Monday, September 24, 2012

White ceilings

Yesterday I spent  an hour lying on the floor, staring at the ceiling. It's strange how time seems to slow down when your thoughts are picking at your heart, like tiny nail clippers with their awful snapping sounds.

Yet, the whiteness of the ceiling was soothing. Those rolling waves of white nothingness numb the throbbing pain in my mind and my heart. Although watching the sky would have been much better, I was unable, incapable or unwilling to go outside. My house is my refuge. It was all I had left after losing the war three years ago. From the rubble I built this bunker, from the bunker I grew a home. My house is my refuge, I storm it alone.

At this very moment I wish I was back there, lying on the floor and thinking about nothing at all. Because all I can think of right now is you, you and the smile I robbed from your face. Nothing made me happier than making you happy, making you smile, watching that glimmer in your eyes.

A crude awakening like an icy shower in January, just as you start to pry open the right eyelid that always seems to take longer than the left. The water's got me shivering and panting but I can't help myself, I was suffocating in the warmth of your embrace.

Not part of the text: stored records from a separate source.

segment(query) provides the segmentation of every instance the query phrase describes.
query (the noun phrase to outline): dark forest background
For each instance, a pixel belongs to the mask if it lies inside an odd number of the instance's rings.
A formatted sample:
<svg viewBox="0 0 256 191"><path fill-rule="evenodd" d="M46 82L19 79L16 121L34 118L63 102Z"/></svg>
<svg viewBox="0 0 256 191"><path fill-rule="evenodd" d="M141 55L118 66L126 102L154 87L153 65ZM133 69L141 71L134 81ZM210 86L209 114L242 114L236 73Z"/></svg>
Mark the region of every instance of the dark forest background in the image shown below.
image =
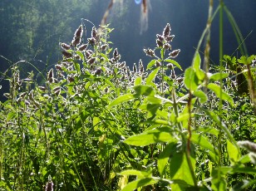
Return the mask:
<svg viewBox="0 0 256 191"><path fill-rule="evenodd" d="M216 4L219 1L214 1ZM167 22L170 23L175 38L174 49L181 52L177 58L183 68L191 64L194 48L205 27L208 3L206 0L151 0L148 30L140 34L140 7L133 0L124 0L123 7L114 7L108 17L111 27L115 28L111 41L118 47L122 61L129 66L140 58L146 63L143 47L154 47L155 34L161 32ZM249 54L256 50L256 1L224 1L233 13L245 40ZM12 63L26 60L39 70L48 70L62 58L59 42L69 43L81 18L88 19L96 26L101 23L107 8L107 0L1 0L0 1L0 55ZM92 24L84 21L88 35ZM219 61L219 22L213 23L211 54L213 62ZM225 17L224 53L238 52L238 44L232 27ZM235 56L234 55L234 56ZM0 57L2 74L12 62ZM22 64L23 73L33 68ZM6 91L7 81L1 81L1 98Z"/></svg>

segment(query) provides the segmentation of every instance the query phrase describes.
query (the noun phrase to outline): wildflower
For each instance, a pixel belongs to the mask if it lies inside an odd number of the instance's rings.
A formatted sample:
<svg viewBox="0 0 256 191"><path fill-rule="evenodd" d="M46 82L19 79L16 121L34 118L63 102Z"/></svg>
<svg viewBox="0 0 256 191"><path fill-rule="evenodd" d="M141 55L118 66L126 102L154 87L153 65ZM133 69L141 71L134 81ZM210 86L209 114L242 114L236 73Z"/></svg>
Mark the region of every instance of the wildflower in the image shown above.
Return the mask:
<svg viewBox="0 0 256 191"><path fill-rule="evenodd" d="M170 24L167 23L166 27L164 29L163 36L165 37L166 37L170 36Z"/></svg>
<svg viewBox="0 0 256 191"><path fill-rule="evenodd" d="M61 43L61 47L64 50L64 51L68 51L71 49L71 47L66 43Z"/></svg>
<svg viewBox="0 0 256 191"><path fill-rule="evenodd" d="M121 59L121 55L118 53L117 48L115 48L113 51L114 61L118 61Z"/></svg>
<svg viewBox="0 0 256 191"><path fill-rule="evenodd" d="M82 44L77 49L78 51L83 51L87 48L87 47L88 47L88 44Z"/></svg>
<svg viewBox="0 0 256 191"><path fill-rule="evenodd" d="M92 65L96 61L96 57L91 57L90 58L87 62L90 64L90 65Z"/></svg>
<svg viewBox="0 0 256 191"><path fill-rule="evenodd" d="M172 63L169 63L167 64L167 67L170 69L170 70L172 70L174 68L174 66Z"/></svg>
<svg viewBox="0 0 256 191"><path fill-rule="evenodd" d="M55 68L58 71L62 71L62 65L57 64L57 65L55 65Z"/></svg>
<svg viewBox="0 0 256 191"><path fill-rule="evenodd" d="M175 50L175 51L173 51L172 52L170 52L170 53L169 54L169 56L170 56L171 58L175 58L175 57L178 56L180 51L180 49Z"/></svg>
<svg viewBox="0 0 256 191"><path fill-rule="evenodd" d="M144 52L146 54L146 56L149 56L150 57L154 57L155 56L155 51L150 49L150 48L148 48L148 49L143 49Z"/></svg>
<svg viewBox="0 0 256 191"><path fill-rule="evenodd" d="M57 86L55 88L53 88L53 92L55 96L59 96L61 93L61 87L60 86Z"/></svg>
<svg viewBox="0 0 256 191"><path fill-rule="evenodd" d="M82 26L80 25L79 27L76 29L75 34L74 34L74 37L73 37L73 40L71 42L72 46L76 47L78 44L80 44L81 36L82 36L82 32L83 32Z"/></svg>
<svg viewBox="0 0 256 191"><path fill-rule="evenodd" d="M144 66L143 66L143 63L142 63L141 59L139 61L139 68L140 68L140 73L143 73L143 71L144 71Z"/></svg>
<svg viewBox="0 0 256 191"><path fill-rule="evenodd" d="M106 49L107 47L108 47L107 44L101 45L101 51L106 51Z"/></svg>
<svg viewBox="0 0 256 191"><path fill-rule="evenodd" d="M68 80L69 82L73 82L75 81L74 77L71 76L68 76L67 80Z"/></svg>
<svg viewBox="0 0 256 191"><path fill-rule="evenodd" d="M62 55L66 57L66 58L71 58L72 57L72 54L66 51L62 51Z"/></svg>

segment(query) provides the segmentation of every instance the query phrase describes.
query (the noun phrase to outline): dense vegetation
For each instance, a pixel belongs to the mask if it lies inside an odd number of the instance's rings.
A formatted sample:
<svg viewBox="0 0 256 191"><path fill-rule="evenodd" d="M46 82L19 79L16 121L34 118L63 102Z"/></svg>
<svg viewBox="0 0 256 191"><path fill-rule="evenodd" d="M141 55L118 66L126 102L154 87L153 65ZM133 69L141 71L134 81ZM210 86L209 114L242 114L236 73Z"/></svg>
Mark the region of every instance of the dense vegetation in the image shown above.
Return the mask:
<svg viewBox="0 0 256 191"><path fill-rule="evenodd" d="M21 78L13 65L0 103L0 189L255 189L256 56L241 46L243 56L208 65L211 17L204 59L201 39L180 76L170 24L132 70L108 26L79 26L47 73Z"/></svg>

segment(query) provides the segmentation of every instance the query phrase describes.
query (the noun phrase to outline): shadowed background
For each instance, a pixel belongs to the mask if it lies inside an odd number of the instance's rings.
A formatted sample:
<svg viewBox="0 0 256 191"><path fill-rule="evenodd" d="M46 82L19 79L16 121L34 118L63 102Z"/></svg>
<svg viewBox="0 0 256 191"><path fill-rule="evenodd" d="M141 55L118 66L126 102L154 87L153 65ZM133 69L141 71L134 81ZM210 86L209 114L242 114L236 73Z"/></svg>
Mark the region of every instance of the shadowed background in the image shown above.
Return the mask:
<svg viewBox="0 0 256 191"><path fill-rule="evenodd" d="M255 54L256 17L255 0L224 1L235 18L245 40L249 54ZM26 60L41 71L47 71L52 65L62 58L59 42L69 43L81 18L101 23L109 1L102 0L2 0L0 2L0 55L12 62ZM161 33L166 23L172 28L175 37L173 49L181 52L176 58L185 69L191 64L194 47L206 25L209 1L202 0L151 0L149 12L148 28L140 32L140 5L135 1L123 1L121 8L116 6L111 10L108 22L115 30L111 35L114 47L118 47L129 66L141 58L144 65L148 59L143 52L144 47L155 47L155 35ZM214 1L214 7L219 1ZM91 35L92 24L85 22L87 34ZM224 53L240 56L236 51L239 45L232 27L224 14ZM204 51L204 50L201 50ZM211 31L210 58L219 61L219 20L215 17ZM0 71L10 67L11 62L0 57ZM22 64L24 76L33 68ZM1 81L0 99L7 90L6 81Z"/></svg>

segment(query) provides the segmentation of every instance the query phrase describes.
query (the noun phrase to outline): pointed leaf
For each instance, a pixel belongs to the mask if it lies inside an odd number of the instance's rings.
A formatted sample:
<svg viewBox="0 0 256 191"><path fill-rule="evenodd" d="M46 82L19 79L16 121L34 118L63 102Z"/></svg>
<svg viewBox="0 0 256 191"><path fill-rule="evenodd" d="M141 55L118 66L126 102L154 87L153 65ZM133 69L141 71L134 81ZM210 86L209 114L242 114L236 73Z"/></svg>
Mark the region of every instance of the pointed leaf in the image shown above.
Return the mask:
<svg viewBox="0 0 256 191"><path fill-rule="evenodd" d="M207 88L214 91L217 96L217 97L221 98L224 100L227 100L229 102L231 105L234 105L234 100L232 97L225 91L224 91L218 85L214 83L209 83L208 84Z"/></svg>
<svg viewBox="0 0 256 191"><path fill-rule="evenodd" d="M135 181L132 181L129 183L123 189L122 191L130 191L135 190L140 187L147 186L155 184L158 182L158 180L153 179L151 178L145 178L141 179L136 179Z"/></svg>
<svg viewBox="0 0 256 191"><path fill-rule="evenodd" d="M146 85L136 86L133 88L135 91L135 97L139 97L140 96L153 96L155 95L155 91L153 87Z"/></svg>
<svg viewBox="0 0 256 191"><path fill-rule="evenodd" d="M175 61L175 60L172 60L172 59L165 59L165 61L172 63L172 64L175 65L176 67L178 67L180 71L182 71L182 68L181 68L180 65L177 61Z"/></svg>
<svg viewBox="0 0 256 191"><path fill-rule="evenodd" d="M195 159L190 157L192 166L195 169ZM190 185L194 184L188 160L185 153L175 153L170 162L170 176L172 180L181 180ZM175 185L174 185L175 186ZM173 186L171 185L172 189Z"/></svg>
<svg viewBox="0 0 256 191"><path fill-rule="evenodd" d="M122 96L120 96L119 97L117 97L116 100L114 100L109 105L108 107L112 107L115 106L116 105L134 99L134 96L132 94L125 94Z"/></svg>
<svg viewBox="0 0 256 191"><path fill-rule="evenodd" d="M204 94L202 91L195 91L193 94L199 99L199 102L201 104L204 104L208 100L206 94Z"/></svg>
<svg viewBox="0 0 256 191"><path fill-rule="evenodd" d="M148 64L146 67L146 70L150 70L155 65L155 61L156 61L155 59L150 61L150 62Z"/></svg>
<svg viewBox="0 0 256 191"><path fill-rule="evenodd" d="M156 74L158 73L160 67L157 67L155 68L150 75L149 76L147 76L147 78L145 79L145 85L150 85L152 81L154 81Z"/></svg>
<svg viewBox="0 0 256 191"><path fill-rule="evenodd" d="M195 91L199 86L199 79L190 66L185 71L184 83L188 90Z"/></svg>
<svg viewBox="0 0 256 191"><path fill-rule="evenodd" d="M162 127L129 137L124 143L135 146L145 146L150 144L175 141L170 129Z"/></svg>
<svg viewBox="0 0 256 191"><path fill-rule="evenodd" d="M227 140L227 149L231 164L237 162L239 158L239 149L234 145L229 140Z"/></svg>
<svg viewBox="0 0 256 191"><path fill-rule="evenodd" d="M159 159L157 160L157 167L160 176L162 176L165 172L165 166L168 163L170 155L172 153L175 153L175 149L176 144L175 142L171 142L165 146L163 152L160 154Z"/></svg>
<svg viewBox="0 0 256 191"><path fill-rule="evenodd" d="M210 81L220 81L220 80L227 78L227 77L229 77L229 74L228 73L218 72L218 73L211 75L209 79Z"/></svg>

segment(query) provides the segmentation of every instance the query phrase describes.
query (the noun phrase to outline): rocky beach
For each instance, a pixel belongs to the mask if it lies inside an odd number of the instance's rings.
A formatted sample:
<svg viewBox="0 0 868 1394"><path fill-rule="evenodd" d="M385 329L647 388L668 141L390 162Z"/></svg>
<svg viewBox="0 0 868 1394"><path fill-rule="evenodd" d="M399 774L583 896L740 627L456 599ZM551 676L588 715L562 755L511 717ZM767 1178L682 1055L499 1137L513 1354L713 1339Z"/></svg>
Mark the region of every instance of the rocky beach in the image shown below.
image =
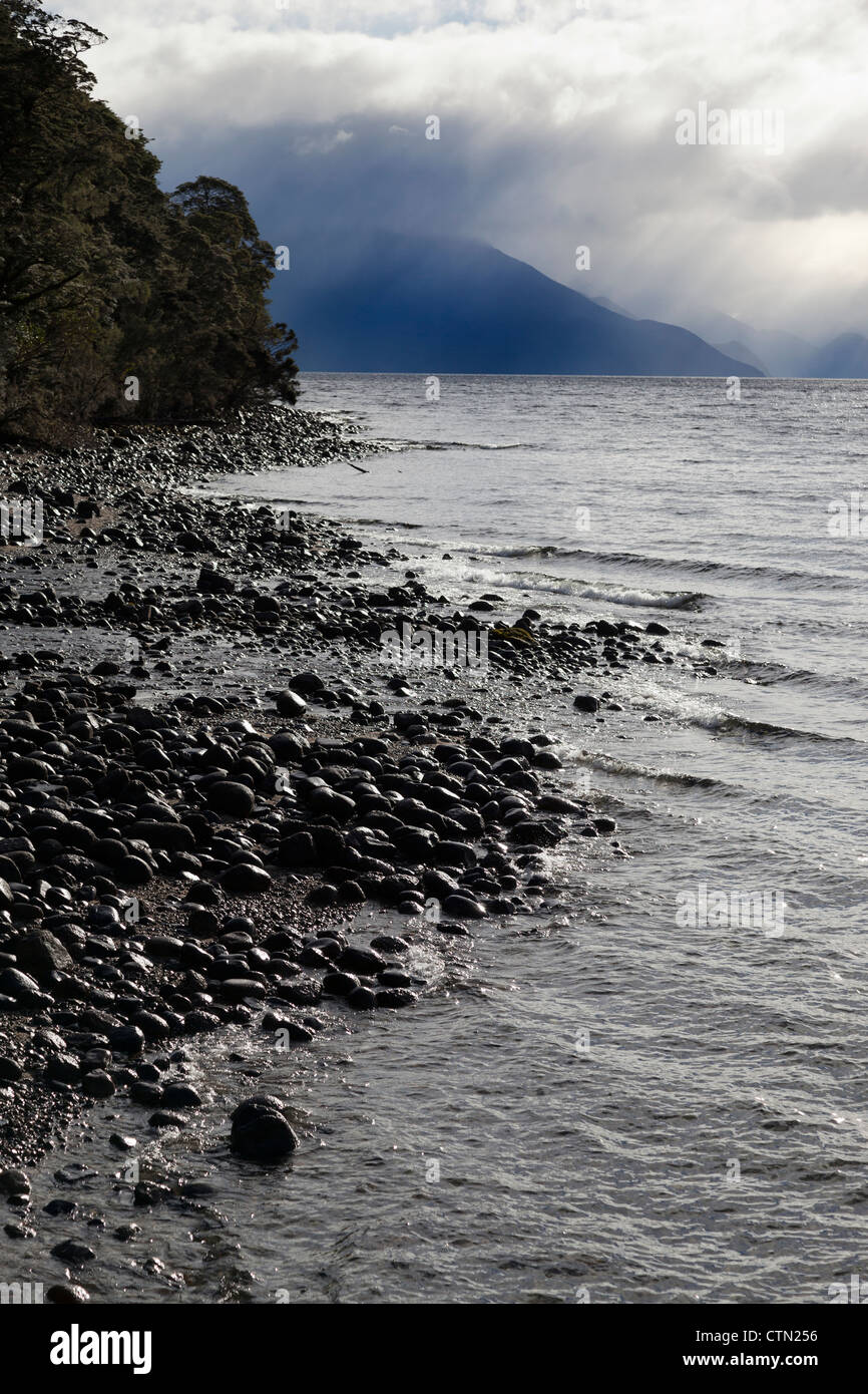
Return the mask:
<svg viewBox="0 0 868 1394"><path fill-rule="evenodd" d="M493 916L532 931L557 907L549 849L628 856L614 820L559 786L546 710L581 732L623 711L630 665L695 666L666 626L549 625L493 592L456 609L396 548L201 492L227 470L371 470L375 450L273 407L1 460L10 516L42 517L39 538L7 527L1 553L3 1269L45 1243L49 1301L86 1299L86 1227L104 1225L65 1195L88 1177L61 1164L74 1121L118 1151L114 1189L145 1217L131 1241L152 1207L188 1207L195 1179L145 1179L114 1108L135 1104L145 1136L183 1129L202 1105L191 1039L242 1026L304 1051L359 1013L411 1011L414 947L449 953ZM483 672L396 665L387 636L419 631L472 634ZM350 931L364 906L389 933ZM224 1132L273 1167L305 1142L291 1100L252 1092ZM50 1196L28 1174L47 1151Z"/></svg>

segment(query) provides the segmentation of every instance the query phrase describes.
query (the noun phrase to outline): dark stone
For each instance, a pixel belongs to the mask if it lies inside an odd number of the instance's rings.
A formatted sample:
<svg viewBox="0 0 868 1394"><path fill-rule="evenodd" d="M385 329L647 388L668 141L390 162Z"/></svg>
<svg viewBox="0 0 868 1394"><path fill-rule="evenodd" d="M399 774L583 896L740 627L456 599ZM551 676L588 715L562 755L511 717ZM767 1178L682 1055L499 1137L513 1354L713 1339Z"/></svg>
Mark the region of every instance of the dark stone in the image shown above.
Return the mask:
<svg viewBox="0 0 868 1394"><path fill-rule="evenodd" d="M255 804L254 790L233 779L217 779L209 788L206 799L217 813L230 813L237 818L249 818Z"/></svg>
<svg viewBox="0 0 868 1394"><path fill-rule="evenodd" d="M52 1249L56 1259L61 1259L63 1263L70 1263L72 1267L79 1267L82 1263L91 1263L96 1257L93 1249L86 1243L78 1243L77 1239L64 1239L63 1243L56 1243Z"/></svg>
<svg viewBox="0 0 868 1394"><path fill-rule="evenodd" d="M163 1090L163 1104L166 1108L201 1108L202 1096L192 1087L176 1080L166 1085Z"/></svg>
<svg viewBox="0 0 868 1394"><path fill-rule="evenodd" d="M280 1161L295 1150L298 1138L280 1112L280 1101L258 1096L234 1111L230 1146L248 1161Z"/></svg>
<svg viewBox="0 0 868 1394"><path fill-rule="evenodd" d="M386 960L375 951L351 944L337 959L337 966L344 973L358 973L362 977L373 977L386 967Z"/></svg>
<svg viewBox="0 0 868 1394"><path fill-rule="evenodd" d="M281 717L304 717L308 704L291 687L274 694L274 705Z"/></svg>
<svg viewBox="0 0 868 1394"><path fill-rule="evenodd" d="M223 873L220 881L234 895L259 895L272 884L265 867L254 866L251 861L237 861Z"/></svg>

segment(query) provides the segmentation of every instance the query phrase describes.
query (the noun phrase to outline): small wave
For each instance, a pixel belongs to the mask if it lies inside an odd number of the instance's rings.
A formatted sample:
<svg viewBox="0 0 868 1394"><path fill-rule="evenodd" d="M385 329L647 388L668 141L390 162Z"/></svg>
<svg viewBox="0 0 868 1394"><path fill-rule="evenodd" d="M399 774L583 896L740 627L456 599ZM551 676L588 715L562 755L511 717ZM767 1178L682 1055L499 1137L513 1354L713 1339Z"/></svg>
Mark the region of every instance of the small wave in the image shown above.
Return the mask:
<svg viewBox="0 0 868 1394"><path fill-rule="evenodd" d="M582 756L581 765L599 769L600 774L626 775L633 779L652 779L655 783L680 785L683 789L719 789L727 795L741 795L744 792L736 785L726 783L724 779L712 779L709 775L688 775L680 769L655 769L652 765L621 760L617 756Z"/></svg>
<svg viewBox="0 0 868 1394"><path fill-rule="evenodd" d="M620 585L584 585L577 591L585 601L607 605L634 605L638 609L698 609L708 599L702 591L640 591Z"/></svg>
<svg viewBox="0 0 868 1394"><path fill-rule="evenodd" d="M702 558L690 556L646 556L644 552L596 552L584 546L516 546L503 548L496 553L497 556L511 558L521 560L522 558L534 556L557 556L557 558L585 558L592 562L602 562L612 566L642 566L652 567L655 570L683 570L683 572L697 572L701 576L715 574L715 576L729 576L733 579L744 577L770 577L775 581L791 581L804 585L832 585L836 588L848 588L853 585L853 580L848 576L843 576L839 572L829 572L821 574L816 572L787 572L783 567L773 566L747 566L737 562L709 562Z"/></svg>
<svg viewBox="0 0 868 1394"><path fill-rule="evenodd" d="M835 746L861 746L862 742L853 736L825 736L819 730L798 730L794 726L779 726L770 721L751 721L748 717L737 717L731 711L716 712L712 717L692 717L692 726L702 726L705 730L718 735L747 735L758 740L800 740L816 742Z"/></svg>
<svg viewBox="0 0 868 1394"><path fill-rule="evenodd" d="M369 442L385 450L538 450L531 441L408 441L378 436Z"/></svg>

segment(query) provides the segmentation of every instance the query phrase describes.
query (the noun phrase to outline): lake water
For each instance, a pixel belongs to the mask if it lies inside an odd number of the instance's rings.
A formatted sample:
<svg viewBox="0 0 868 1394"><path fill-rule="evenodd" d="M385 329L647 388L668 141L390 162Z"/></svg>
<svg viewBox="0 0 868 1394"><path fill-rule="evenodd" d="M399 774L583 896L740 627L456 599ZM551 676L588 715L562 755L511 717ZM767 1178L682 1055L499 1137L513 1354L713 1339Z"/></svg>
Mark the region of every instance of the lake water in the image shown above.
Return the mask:
<svg viewBox="0 0 868 1394"><path fill-rule="evenodd" d="M412 1011L263 1044L258 1087L308 1122L290 1171L222 1140L249 1050L191 1047L213 1107L162 1160L215 1214L157 1252L194 1301L828 1302L868 1277L868 389L307 375L301 404L385 442L368 473L215 492L339 517L513 620L656 619L716 673L640 665L605 722L536 701L630 856L559 850L561 902L421 951ZM685 923L702 887L775 917Z"/></svg>

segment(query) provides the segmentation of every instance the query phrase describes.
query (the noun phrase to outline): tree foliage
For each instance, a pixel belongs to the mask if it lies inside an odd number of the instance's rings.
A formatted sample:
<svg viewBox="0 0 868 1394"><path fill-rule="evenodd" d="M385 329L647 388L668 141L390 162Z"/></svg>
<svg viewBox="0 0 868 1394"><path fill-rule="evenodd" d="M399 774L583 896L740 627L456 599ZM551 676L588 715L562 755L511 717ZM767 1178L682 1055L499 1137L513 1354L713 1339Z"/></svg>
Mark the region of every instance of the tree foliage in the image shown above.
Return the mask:
<svg viewBox="0 0 868 1394"><path fill-rule="evenodd" d="M91 95L102 42L0 0L0 432L294 401L273 248L233 184L160 190L144 135Z"/></svg>

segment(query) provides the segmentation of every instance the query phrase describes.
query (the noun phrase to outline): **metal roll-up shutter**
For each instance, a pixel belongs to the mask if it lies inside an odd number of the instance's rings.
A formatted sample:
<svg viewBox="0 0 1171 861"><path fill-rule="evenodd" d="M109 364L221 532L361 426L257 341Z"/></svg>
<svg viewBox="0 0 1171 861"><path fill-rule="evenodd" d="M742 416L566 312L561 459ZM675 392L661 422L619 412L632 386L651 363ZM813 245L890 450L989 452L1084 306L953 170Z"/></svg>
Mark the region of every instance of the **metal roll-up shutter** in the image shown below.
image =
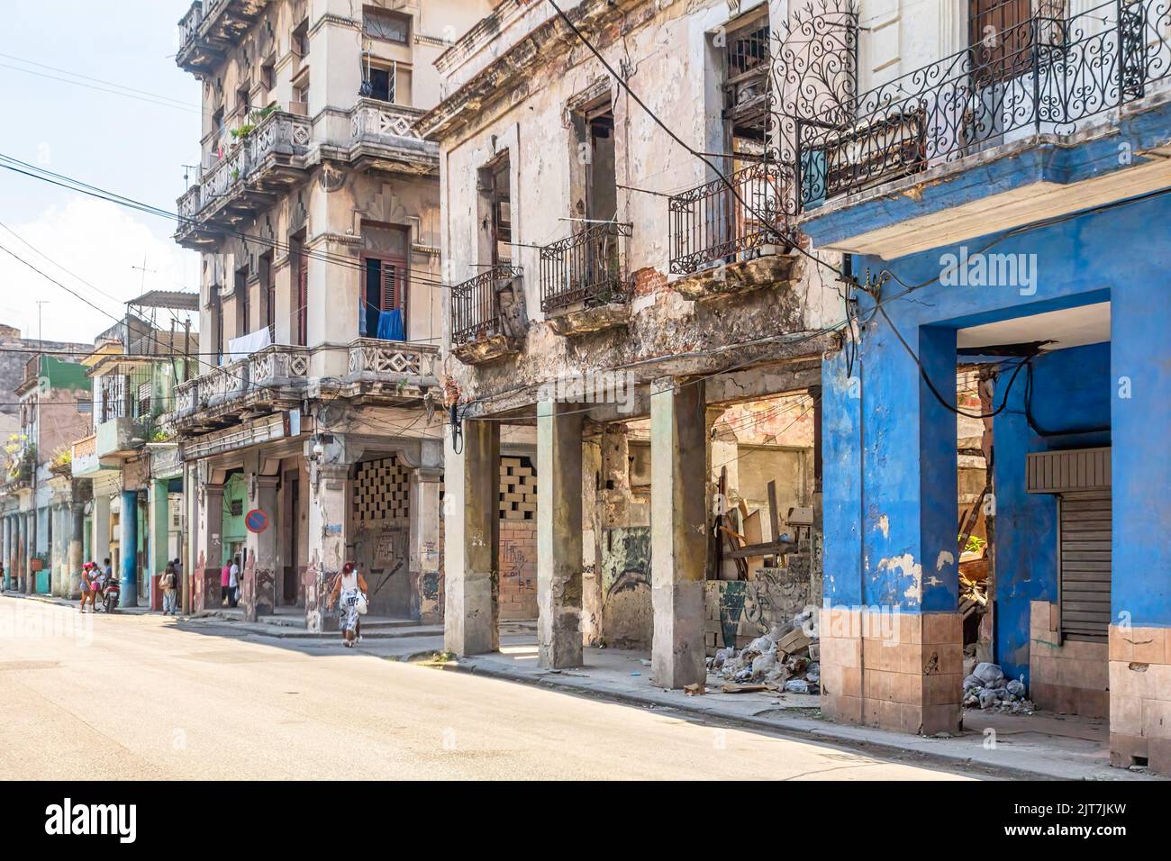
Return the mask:
<svg viewBox="0 0 1171 861"><path fill-rule="evenodd" d="M1059 494L1061 634L1105 642L1110 627L1110 491Z"/></svg>

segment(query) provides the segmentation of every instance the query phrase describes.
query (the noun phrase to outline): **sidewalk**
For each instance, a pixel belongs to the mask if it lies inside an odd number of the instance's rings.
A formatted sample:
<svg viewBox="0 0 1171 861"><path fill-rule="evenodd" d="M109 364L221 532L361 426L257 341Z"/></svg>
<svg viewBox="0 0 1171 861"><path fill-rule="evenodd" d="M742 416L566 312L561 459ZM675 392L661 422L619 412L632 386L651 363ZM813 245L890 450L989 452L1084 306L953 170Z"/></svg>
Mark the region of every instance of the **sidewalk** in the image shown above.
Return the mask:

And so tonight I know where I'll be, back on that floor, staring at the ceiling and feeling the aberrant purge of your kisses and your tenderness. No war this time, just a pinnacle of surrender where nobody wins. No prisoners of war, just two casualties. Just... defeat.


1 comment:

Giselle said...

I loved it....I felt identified, how sometimes the most simple things such as a white ceiling, give you the biggest comfort and peace, thank you.